Tricycle’s Ben Hur is magnificent in its superficiality – a masterpiece of nothing

Plus: a Turner Prize entrant that got lost on its way to Tate Modern by Caryl Churchill at the Lyttelton

issue 12 December 2015

It’s the target that makes the satire as well as the satirist. Is the subject powerful, active, relevant and menacing? Patrick Barlow’s new spoof, Ben Hur, must answer ‘No’ on all four counts. The show takes aim at two principal irritants: vain actors and the Hollywood epics of the 1950s, whose titanic scale was offered as bait to audiences besotted with their cosy new TV sets. Old Hollywood is a spent ogre these days and the foibles of the acting trade are hardly a threat to civilised life, so the show can’t embrace our immediate concerns.

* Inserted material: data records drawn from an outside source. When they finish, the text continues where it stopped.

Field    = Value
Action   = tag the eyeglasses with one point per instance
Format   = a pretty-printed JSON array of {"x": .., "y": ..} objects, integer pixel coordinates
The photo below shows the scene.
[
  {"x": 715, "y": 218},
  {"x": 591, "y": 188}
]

But the execution is compellingly assured. The cast is led by John Hopkins, an excellent straight actor with a fine instinct for comedy, who glides on stage as Ben Hur and dares us not to admire his strutting physique and orotund diction. The plot unfolds with a wealth of comic effects. The dialogue is written in a pastiche of Shakespearean blank verse, which might become tiresome but the satirical genre itself is toyed with and mocked.